Hij lijkt even te wachten op antwoord, maar als dat uitblijft gaat hij verder."Ik weet met wie je geslapen hebt. En ik denk dat je beter naar huis kunt komen."Als Dorian even later heeft opgehangen wandelt hij verder en komt in een doodlopende ruimte, waarvan de geheime doorgang ineens op hol slaat zodat hij er niet meer door kan. Er is geen weg terug.Even staat hij stil bij de symboliek, de parallel met zijn eigen leven.

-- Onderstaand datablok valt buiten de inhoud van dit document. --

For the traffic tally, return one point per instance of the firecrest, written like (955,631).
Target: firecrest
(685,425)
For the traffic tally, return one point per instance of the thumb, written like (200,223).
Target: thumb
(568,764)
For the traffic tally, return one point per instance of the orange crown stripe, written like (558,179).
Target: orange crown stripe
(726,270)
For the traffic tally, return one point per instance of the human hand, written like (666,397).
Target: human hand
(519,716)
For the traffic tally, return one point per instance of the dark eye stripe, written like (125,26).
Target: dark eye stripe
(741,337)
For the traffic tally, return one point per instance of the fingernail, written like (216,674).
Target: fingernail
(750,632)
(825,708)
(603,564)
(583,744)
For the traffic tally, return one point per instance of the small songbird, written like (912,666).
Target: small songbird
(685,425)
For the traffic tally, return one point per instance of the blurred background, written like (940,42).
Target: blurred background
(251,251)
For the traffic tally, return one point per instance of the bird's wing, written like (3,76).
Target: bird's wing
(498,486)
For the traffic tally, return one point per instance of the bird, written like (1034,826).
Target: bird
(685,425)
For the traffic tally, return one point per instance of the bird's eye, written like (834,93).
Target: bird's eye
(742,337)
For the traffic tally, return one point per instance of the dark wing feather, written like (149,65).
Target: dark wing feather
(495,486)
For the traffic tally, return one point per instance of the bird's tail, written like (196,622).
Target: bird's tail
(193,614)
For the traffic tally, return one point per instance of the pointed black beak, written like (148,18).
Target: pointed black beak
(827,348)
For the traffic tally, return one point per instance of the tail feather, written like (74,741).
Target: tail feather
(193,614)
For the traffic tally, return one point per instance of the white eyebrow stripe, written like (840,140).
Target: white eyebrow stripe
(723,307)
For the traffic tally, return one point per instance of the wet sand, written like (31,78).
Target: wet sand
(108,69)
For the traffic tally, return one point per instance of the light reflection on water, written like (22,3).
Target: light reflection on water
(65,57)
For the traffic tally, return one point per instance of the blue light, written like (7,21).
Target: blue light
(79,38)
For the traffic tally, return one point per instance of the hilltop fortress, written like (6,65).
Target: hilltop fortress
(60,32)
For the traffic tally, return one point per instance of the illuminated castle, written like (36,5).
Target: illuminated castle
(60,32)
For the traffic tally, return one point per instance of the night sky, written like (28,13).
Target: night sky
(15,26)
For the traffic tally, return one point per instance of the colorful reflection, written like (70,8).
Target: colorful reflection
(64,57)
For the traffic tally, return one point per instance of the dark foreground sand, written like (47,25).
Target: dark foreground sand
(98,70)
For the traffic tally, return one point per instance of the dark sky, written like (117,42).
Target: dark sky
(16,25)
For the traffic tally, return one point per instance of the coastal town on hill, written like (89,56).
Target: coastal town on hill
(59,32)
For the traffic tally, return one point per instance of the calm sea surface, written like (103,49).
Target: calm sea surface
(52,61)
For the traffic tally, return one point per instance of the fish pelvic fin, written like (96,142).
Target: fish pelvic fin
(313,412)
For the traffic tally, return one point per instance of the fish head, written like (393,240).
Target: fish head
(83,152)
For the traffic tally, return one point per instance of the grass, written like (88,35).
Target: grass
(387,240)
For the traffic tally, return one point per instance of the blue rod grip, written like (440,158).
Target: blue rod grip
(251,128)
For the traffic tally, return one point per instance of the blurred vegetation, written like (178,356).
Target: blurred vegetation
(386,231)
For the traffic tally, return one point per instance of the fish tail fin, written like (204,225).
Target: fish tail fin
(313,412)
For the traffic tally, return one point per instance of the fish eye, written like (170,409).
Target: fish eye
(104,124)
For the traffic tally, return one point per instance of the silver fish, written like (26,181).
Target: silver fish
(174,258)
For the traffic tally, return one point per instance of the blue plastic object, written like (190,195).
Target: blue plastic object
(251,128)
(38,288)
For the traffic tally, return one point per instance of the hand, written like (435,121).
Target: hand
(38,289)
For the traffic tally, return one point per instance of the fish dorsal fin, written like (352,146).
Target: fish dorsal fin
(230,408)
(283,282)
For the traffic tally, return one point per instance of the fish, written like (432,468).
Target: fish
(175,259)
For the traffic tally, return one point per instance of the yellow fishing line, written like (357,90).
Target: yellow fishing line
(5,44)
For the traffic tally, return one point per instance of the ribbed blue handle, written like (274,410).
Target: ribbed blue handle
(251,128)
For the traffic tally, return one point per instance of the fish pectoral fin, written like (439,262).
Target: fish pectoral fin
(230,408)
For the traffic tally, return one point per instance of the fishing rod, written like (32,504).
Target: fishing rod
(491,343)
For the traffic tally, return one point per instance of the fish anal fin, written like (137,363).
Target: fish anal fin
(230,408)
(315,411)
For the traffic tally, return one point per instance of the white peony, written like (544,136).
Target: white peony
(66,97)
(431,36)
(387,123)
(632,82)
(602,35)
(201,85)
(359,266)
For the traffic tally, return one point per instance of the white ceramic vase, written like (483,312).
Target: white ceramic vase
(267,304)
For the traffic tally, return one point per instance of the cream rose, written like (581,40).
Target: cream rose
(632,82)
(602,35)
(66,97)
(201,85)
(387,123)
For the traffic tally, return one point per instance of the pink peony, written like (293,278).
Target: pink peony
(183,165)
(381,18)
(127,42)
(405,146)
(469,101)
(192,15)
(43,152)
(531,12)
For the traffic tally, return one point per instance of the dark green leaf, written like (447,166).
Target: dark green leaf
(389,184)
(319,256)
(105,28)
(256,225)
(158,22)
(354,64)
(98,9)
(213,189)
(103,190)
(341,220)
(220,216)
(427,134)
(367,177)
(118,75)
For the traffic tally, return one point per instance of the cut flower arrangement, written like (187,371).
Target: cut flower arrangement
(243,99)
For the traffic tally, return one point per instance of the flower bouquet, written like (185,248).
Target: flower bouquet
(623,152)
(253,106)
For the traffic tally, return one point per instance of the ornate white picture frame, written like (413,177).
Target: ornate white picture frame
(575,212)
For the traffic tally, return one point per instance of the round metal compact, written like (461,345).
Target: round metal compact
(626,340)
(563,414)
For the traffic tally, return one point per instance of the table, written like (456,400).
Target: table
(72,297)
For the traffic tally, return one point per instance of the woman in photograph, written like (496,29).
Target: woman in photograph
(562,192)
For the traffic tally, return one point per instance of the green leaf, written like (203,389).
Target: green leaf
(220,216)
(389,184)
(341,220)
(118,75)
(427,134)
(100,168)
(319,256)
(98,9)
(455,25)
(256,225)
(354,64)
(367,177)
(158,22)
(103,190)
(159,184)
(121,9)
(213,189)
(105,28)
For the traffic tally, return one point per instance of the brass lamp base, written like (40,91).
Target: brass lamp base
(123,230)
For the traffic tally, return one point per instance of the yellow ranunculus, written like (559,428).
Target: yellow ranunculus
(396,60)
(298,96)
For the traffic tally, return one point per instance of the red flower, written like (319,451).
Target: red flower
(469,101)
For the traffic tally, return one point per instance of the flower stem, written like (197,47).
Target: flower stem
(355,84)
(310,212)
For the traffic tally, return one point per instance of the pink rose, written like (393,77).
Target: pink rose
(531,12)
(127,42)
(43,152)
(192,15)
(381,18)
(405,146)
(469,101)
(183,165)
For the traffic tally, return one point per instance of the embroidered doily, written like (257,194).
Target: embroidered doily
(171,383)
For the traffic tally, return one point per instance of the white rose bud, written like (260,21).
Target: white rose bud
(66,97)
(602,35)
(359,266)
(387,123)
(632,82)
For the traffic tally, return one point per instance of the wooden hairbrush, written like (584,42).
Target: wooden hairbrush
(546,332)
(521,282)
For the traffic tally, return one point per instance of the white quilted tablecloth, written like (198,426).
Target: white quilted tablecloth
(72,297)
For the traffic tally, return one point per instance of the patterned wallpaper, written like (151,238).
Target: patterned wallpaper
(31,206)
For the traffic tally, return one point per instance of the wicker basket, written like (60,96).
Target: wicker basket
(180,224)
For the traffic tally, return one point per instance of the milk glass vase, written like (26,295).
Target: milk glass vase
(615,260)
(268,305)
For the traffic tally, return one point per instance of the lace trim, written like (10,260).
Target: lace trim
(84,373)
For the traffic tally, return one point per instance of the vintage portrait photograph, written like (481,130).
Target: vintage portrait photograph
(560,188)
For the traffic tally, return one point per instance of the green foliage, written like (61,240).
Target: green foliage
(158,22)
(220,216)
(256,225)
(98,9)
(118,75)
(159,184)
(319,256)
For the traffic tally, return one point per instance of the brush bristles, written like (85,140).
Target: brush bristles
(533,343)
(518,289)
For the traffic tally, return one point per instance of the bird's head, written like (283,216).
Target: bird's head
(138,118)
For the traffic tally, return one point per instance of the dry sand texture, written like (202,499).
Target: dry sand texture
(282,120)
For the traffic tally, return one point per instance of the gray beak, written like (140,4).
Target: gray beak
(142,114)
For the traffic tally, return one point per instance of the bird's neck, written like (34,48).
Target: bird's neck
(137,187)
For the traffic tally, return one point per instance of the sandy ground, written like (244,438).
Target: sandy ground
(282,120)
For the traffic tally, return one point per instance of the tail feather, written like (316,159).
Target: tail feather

En een moment wordt hij overvallen door een allesoverheersend gevoel van schaamte.Daarna herpakt hij zich, vindt een geheime uitgang en graait de overblijfselen mee van de beklagenswaardige suppoost, die hier het leven liet en zijn latere collega's zo de stuipen op het lijf joeg.Twee uur later heeft hij de overblijfselen van de suppoost ondergebracht in de tombe van zijn overleden geliefde en is de missie volbracht.
Hij draait zich om en begeeft zich naar zijn auto. Op weg naar een nieuw leven.